Мы в нашей землянке. К Бабиеву пришел вахмистр сотни за распоряжениями. Отдав их, он коротко бросил вахмистру:
— Прислать пятерку!
Вахмистр учтиво докладывает, что казаки устали, весь день были на морозе, проголодались и он просит дать им отдых.
— Прислать пятерку! — повторяет Бабиев, не глядя на своего вахмистра, чем показал ему, что его распоряжение не подлежит обсуждению вахмистром.

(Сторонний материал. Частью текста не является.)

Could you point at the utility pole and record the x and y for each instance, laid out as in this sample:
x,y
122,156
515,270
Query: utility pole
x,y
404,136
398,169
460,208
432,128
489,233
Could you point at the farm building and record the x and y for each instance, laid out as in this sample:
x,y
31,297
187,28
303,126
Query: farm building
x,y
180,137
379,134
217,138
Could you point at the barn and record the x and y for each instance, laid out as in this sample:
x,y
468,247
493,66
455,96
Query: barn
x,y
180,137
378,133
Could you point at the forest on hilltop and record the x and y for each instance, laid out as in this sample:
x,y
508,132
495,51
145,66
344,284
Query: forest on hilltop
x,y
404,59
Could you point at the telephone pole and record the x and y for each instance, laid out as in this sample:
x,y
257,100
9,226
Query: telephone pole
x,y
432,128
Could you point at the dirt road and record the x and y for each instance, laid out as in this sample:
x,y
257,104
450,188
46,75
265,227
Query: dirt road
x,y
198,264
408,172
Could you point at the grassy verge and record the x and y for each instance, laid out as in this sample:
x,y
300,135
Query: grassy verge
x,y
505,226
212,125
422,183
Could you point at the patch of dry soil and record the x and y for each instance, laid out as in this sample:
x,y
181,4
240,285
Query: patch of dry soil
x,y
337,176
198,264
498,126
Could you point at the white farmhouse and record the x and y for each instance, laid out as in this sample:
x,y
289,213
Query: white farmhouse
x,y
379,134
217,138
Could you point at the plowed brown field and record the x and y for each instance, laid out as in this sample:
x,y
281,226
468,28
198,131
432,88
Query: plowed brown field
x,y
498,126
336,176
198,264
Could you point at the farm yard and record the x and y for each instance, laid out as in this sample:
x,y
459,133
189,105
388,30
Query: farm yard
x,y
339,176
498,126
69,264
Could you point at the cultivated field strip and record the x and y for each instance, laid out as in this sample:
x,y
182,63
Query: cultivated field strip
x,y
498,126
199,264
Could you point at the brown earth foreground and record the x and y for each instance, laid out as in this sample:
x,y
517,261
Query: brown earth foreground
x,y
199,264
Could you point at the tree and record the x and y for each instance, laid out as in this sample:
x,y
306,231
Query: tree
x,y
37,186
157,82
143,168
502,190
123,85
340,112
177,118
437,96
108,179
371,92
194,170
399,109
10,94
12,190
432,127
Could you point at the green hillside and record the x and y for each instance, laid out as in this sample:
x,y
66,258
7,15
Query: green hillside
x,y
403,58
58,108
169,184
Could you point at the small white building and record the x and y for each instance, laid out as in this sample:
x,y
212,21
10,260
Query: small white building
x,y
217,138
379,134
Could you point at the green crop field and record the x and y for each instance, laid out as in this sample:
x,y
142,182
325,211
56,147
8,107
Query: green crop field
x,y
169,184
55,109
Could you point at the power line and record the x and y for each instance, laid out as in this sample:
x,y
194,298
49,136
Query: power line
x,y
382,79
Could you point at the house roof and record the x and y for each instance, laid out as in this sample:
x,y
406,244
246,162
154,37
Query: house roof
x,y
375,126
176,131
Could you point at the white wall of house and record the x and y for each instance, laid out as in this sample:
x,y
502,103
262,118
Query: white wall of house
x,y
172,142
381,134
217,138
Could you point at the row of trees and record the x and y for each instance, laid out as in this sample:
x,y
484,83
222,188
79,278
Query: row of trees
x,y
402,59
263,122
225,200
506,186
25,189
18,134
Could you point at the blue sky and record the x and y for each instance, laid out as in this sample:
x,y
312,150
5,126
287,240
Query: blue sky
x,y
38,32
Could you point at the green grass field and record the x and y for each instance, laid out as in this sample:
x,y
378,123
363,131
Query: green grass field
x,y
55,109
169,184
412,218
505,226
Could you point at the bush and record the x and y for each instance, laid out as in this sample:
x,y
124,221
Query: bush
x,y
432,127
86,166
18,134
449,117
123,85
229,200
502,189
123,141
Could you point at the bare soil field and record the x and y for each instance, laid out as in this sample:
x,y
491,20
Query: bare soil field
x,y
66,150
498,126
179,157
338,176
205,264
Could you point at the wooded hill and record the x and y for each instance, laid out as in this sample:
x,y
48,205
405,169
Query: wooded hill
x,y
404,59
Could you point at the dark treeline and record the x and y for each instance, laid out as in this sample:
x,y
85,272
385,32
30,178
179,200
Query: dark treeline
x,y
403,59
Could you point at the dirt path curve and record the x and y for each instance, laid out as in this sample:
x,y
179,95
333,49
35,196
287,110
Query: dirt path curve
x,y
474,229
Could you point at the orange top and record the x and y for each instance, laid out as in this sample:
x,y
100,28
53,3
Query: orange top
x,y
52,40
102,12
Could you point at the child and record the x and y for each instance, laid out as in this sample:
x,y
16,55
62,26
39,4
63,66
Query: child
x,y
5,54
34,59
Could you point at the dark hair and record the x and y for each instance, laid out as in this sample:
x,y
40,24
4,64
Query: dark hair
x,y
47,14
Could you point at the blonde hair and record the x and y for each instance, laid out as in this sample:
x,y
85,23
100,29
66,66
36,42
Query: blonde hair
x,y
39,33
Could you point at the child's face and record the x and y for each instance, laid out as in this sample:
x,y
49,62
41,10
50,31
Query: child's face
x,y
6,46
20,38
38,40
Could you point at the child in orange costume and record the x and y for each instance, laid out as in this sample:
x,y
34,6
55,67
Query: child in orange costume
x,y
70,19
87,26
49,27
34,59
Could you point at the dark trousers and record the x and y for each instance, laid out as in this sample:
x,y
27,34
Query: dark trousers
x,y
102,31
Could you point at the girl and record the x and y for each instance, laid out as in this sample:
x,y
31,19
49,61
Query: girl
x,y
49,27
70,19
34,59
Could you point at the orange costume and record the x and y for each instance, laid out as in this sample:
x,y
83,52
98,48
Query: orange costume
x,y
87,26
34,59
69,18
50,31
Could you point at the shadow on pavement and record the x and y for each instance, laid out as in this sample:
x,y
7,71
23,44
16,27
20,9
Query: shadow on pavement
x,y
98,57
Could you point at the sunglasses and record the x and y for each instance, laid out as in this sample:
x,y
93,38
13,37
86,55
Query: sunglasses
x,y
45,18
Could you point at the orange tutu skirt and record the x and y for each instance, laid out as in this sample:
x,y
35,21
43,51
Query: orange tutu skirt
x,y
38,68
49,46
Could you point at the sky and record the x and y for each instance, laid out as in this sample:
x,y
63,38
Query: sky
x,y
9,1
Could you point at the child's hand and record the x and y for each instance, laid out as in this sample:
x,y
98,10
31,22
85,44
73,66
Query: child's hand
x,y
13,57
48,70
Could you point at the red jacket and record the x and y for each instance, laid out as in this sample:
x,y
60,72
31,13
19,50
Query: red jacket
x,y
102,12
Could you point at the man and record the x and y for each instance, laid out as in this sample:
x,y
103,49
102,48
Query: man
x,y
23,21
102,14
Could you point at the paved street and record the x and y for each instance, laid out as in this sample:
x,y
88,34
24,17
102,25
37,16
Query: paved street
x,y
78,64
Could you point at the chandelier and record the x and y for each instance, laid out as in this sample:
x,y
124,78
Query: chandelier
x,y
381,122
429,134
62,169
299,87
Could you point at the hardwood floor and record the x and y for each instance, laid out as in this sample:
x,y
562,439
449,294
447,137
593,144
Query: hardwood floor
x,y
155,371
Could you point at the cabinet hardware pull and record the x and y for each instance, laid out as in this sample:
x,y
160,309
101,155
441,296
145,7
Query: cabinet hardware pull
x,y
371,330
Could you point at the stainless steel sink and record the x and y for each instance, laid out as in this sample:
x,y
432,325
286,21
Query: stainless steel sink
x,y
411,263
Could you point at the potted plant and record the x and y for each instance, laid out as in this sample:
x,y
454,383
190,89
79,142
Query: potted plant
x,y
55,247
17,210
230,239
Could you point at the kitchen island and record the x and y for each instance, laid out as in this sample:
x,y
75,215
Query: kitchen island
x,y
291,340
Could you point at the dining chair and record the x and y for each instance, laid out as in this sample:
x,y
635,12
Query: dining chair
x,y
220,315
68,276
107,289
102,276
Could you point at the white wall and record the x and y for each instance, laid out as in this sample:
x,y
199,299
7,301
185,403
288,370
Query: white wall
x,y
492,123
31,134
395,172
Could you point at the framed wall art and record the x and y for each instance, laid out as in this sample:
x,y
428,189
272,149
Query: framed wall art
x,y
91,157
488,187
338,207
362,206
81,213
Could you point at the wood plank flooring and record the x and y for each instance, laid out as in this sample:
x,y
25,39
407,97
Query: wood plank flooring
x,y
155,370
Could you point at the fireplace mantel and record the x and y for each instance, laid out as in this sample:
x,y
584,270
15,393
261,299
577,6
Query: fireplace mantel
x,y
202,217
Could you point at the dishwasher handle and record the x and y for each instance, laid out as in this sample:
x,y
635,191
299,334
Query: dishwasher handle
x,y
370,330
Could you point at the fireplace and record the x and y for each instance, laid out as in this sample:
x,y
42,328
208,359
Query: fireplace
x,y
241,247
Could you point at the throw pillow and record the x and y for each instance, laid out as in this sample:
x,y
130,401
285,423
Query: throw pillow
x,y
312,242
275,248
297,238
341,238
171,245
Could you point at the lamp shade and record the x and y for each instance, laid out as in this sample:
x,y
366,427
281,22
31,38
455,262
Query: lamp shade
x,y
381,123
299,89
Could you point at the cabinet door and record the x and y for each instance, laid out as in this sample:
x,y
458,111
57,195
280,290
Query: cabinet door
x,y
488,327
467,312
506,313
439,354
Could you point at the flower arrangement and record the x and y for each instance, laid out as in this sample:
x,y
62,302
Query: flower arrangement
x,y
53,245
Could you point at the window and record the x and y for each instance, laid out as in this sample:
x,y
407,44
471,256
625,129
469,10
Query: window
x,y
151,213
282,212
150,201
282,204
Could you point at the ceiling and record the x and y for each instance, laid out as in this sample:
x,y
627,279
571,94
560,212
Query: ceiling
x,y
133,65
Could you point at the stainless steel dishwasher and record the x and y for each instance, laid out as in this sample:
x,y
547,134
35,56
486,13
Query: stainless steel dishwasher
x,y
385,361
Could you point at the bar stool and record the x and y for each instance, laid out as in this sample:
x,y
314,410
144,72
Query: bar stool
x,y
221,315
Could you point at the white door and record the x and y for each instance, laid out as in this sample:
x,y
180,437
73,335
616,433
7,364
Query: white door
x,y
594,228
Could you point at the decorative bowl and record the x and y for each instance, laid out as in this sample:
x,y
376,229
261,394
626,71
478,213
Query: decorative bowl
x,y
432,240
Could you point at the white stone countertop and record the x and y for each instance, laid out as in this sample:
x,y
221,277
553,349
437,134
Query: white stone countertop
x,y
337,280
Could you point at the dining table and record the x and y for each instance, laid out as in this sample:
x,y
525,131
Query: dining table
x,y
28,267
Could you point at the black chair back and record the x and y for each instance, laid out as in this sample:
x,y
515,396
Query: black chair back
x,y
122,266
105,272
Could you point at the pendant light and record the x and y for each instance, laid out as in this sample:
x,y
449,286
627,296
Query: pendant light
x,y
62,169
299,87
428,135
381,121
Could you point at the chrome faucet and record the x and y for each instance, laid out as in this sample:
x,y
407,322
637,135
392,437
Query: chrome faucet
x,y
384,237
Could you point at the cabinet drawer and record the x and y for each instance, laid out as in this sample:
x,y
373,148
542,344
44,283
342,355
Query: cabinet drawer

У нас приготовлен ужин для дорогого гостя. И только мы сели, как вошли пять урядников — все в черкесках и у каждого по два Георгиевских креста.
Войдя, они приняли очень подтянутую стойку в положении «смирно». Бабиев глянул на них и строго спросил:
— Почему без винтовок? Марш в сотню и прибыть с винтовками!
Мы с Маневским переглянулись, не зная, к чему все это. Урядники скоро вернулись и, держа винтовки у ноги, замерли по стойке «смирно».
— Селям! — коротко и строго произнес Бабиев и грозно глянул на них.
— Чох саул! — дружно, коротко ответили они.
— Садись! — бросает им Бабиев, и урядники, быстро опустившись на одно колено, поставили винтовки вертикально перед собой, обхватив ствол руками, и опустили головы вниз.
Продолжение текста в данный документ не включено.